Marta, moja sąsiadka (a dziś już przyjaciółka) słuchała moich opowieści o wykładach, jakie prowadzę dla kobiet. O poszukiwaniu równowagi między pasją, pracą i macierzyństwem, o łączeniu ról, o sztuce rezygnacji. Słuchała, aż w końcu kiedyś powiedziała: Musisz mieć kanał na YouTube. Pękałam ze śmiechu, bo jestem techno-dinozaurem. Lubię pisać w tradycyjnym notesie, z laptopa korzystam jak z maszyny do pisania, nie znam skrótów na klawiaturze.
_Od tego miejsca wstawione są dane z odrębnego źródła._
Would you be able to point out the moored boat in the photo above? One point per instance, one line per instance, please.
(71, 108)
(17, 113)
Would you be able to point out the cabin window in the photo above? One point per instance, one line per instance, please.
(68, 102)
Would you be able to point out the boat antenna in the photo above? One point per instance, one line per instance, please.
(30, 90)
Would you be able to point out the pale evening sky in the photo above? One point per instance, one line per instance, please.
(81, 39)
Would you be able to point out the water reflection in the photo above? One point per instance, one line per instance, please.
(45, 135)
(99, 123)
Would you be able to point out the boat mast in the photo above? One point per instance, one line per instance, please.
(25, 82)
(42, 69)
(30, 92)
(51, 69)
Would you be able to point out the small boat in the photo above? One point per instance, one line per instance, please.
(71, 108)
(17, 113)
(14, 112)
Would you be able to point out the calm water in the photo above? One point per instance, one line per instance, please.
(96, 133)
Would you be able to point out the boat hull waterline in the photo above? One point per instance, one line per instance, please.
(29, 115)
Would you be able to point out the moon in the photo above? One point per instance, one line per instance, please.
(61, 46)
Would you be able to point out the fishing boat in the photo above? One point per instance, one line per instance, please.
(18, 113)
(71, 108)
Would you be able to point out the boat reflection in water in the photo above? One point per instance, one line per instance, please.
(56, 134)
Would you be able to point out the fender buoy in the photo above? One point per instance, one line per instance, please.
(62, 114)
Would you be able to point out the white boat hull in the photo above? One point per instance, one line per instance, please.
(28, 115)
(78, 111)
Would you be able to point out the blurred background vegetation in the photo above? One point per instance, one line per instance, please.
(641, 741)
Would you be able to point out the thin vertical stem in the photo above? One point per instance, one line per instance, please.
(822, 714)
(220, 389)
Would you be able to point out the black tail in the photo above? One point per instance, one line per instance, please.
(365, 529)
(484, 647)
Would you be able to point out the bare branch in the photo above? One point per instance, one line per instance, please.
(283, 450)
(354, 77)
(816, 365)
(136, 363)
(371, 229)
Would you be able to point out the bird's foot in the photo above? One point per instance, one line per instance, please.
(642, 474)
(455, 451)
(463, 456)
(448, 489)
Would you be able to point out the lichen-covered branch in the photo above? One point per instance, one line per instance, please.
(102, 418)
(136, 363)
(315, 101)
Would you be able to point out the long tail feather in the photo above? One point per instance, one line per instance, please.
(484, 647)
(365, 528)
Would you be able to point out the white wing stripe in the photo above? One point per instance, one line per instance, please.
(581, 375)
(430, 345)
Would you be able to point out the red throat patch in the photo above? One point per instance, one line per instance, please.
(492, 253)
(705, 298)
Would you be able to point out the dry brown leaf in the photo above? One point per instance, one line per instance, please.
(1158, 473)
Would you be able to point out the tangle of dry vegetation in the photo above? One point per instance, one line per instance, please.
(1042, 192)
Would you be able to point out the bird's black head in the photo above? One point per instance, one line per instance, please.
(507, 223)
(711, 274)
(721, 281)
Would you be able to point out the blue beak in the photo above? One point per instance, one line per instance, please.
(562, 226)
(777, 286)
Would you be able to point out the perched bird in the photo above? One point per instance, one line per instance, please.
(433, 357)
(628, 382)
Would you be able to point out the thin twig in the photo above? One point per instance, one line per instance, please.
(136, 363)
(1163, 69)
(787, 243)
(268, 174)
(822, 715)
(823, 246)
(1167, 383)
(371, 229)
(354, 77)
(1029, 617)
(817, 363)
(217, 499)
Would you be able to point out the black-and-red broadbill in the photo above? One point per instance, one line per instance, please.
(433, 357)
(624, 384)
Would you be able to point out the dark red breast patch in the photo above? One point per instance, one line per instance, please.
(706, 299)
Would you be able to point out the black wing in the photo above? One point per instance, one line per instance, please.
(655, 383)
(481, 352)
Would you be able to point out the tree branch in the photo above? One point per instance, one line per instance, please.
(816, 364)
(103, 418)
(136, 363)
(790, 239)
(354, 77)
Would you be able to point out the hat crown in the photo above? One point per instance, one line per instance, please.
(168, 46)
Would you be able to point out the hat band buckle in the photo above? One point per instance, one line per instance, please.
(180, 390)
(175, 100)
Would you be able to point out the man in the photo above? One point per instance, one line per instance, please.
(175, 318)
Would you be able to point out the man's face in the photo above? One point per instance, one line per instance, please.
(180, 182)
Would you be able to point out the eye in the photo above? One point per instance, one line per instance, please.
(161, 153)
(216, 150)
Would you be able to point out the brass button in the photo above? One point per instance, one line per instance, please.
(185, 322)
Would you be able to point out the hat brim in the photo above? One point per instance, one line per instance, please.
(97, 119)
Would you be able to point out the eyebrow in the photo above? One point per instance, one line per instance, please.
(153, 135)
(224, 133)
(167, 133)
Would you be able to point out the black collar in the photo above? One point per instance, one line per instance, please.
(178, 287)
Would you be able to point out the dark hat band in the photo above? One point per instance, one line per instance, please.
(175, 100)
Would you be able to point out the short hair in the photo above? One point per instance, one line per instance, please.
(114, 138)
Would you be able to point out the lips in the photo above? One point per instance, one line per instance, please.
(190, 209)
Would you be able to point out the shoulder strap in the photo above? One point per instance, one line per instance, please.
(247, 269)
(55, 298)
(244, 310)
Miałam kilka propozycji własnych programów w internecie, ale odmawiałam. Marcie powiedziałam: OK, ale pod warunkiem, że zrobisz to ze mną. I zrobiła! Jest specjalistką od start upów, a światopoglądowo bardzo nam po drodze: jesteśmy eko świruskami, robimy domowe antybiotyki i suszymy pokrzywy na zimę. Marta zadzwoniła w listopadzie, a w maju wystartowałyśmy z Mentalistem. Po co? Bo chcemy dzielić się tym, co dobre. Chcemy inspirować do zmiany na lepsze. Chcemy zadawać pytania i szukać na nie odpowiedzi. Chcemy wziąć Was za rękę i pokazać ścieżkę do samorozwoju. Potem pójdziecie nią już sami.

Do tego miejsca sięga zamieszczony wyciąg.